The book in question is actually sitting right on my desk. And I’m just about done with it. I could be the better man—the bigger person—and give it to her.

But you don’t really think I’m going to do that, do you? Have you learned nothing from our past conversations?

“Yeah, I do have it, actually,” I tell her.

She smiles. “Oh, great. When do you think you’ll be finished with it?”

I look to the ceiling, seemingly deep in thought. “Not sure. Four…maybe five…weeks.”

“Weeks?” she asks, gazing down at me.

Can you tell she’s annoyed?

I know what you’re thinking. If I want to eventually—after the whole Anderson thing is over—do the horizontal tango with Kate, why don’t I try being just a little bit nicer to her? And you’re right. That does make sense.

But the Anderson thing isn’t over yet. And as I’ve said before—this, my friends, is war. I’m talking DEFCON-one, gloves-off, I’ll-knock-you-down-even-if-you-are-a-girl war.

You wouldn’t give a bullet to a sniper who’s got his gun aimed at your forehead, would you?

Plus, Kate is too damn hot when she’s angry for me to pass up a chance to see her fired up again, just for my own twisted pleasure. I look her up and down appreciatively as I speak, before giving her my patented boyish smile that almost all women are helpless against.

Kate, of course, not being one of those women. Figures.

“Well, I suppose if you ask nicely…and throw in a shoulder rub while you’re at it…I might be persuaded to give it to you now.”

The truth is, I would never demand anything that resembled a sexual favor in exchange for something work-related. I’m a lot of things. A bottom-feeding scumbag like that isn’t one of them.

But that last comment could definitely be construed as flat-out, old-school sexual harassment. And if Kate ever told my father I’d said that to her? Jesus H. Christ, he would fire me faster than you could say, “Up shit creek without a paddle.” Then he’d most likely knock me on my ass for good measure.

I’m walking one high f**king tightrope here. Yet, though the possibility exists, I’m 99.9 percent sure that Kate won’t rat me out. She’s too much like me. She wants to win. She wants to beat me. And she wants to do it all on her own.

She puts her hands on her hips and opens her mouth to rip into me—most likely to describe just where I can shove my book, I’d guess.
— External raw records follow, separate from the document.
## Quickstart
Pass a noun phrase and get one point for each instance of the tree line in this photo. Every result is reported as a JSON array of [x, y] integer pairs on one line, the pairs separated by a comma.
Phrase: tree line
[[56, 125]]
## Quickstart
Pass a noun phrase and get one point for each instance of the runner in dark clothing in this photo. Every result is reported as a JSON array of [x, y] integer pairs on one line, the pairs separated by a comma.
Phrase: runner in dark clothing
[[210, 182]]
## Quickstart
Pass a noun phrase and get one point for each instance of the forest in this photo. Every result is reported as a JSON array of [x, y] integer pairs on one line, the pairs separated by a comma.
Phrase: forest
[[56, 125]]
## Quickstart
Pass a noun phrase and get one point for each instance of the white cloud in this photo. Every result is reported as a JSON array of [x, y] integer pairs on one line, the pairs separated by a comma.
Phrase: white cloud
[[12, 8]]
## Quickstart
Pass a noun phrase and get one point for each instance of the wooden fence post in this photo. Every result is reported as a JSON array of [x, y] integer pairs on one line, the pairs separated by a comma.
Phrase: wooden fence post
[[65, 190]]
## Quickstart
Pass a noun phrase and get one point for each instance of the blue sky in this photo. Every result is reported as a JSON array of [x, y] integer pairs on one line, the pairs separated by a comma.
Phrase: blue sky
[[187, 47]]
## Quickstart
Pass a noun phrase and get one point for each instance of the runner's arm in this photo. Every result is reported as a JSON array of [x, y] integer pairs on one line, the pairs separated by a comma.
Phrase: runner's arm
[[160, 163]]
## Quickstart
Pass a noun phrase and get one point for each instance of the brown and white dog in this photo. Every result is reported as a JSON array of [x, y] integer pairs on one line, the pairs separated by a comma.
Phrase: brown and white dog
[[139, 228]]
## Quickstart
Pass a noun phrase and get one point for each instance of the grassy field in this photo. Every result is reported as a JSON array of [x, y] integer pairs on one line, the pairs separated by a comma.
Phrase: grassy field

I lean back with an amused smile, eagerly anticipating the explosion…that never comes.

She tilts her head to the side, closes her mouth, and says, “You know what? Never mind.”
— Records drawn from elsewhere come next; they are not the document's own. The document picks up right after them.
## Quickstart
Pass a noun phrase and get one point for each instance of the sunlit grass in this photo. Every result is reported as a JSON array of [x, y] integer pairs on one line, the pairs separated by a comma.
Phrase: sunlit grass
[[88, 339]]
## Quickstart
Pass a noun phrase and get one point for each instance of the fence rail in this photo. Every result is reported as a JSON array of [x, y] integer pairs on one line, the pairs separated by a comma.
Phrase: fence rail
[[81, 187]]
And with that, she walks out the door.

Huh.

Kind of anticlimactic, don’t you think? I thought so too.

Wait for it.

A few hours later, I’m down in the library looking for an enormous reference titled Commercial and Investment Banking and the International Credit and Capital Markets. All of Harry Potter would fit into one chapter of this sucker. I scan the stacks for where it should be—but it’s not there.

Somebody else must have it.

I turn my attention to a much smaller, but just as important, volume called Investment Management Regulation, Seventh Edition. Only to find that it, too, is missing.

What the hell?

I don’t believe in coincidences. I take the elevator back to the fortieth floor and march purposefully through Kate’s open door.

I don’t see her right away.

That’s because stacked on and around her desk, in neat skyscraper-high columns, are books. About three dozen of them.

For a moment, I freeze, my mouth open and my eyes wide with shock. Then, inanely, I wonder how the hell she got them all up here. Kate weighs a buck-ten at best. There’s got to be several hundred pounds of pages in this room.

It’s then that her shiny dark head emerges over the horizon. And, once again, she smiles. Like a cat with a mouthful of bird.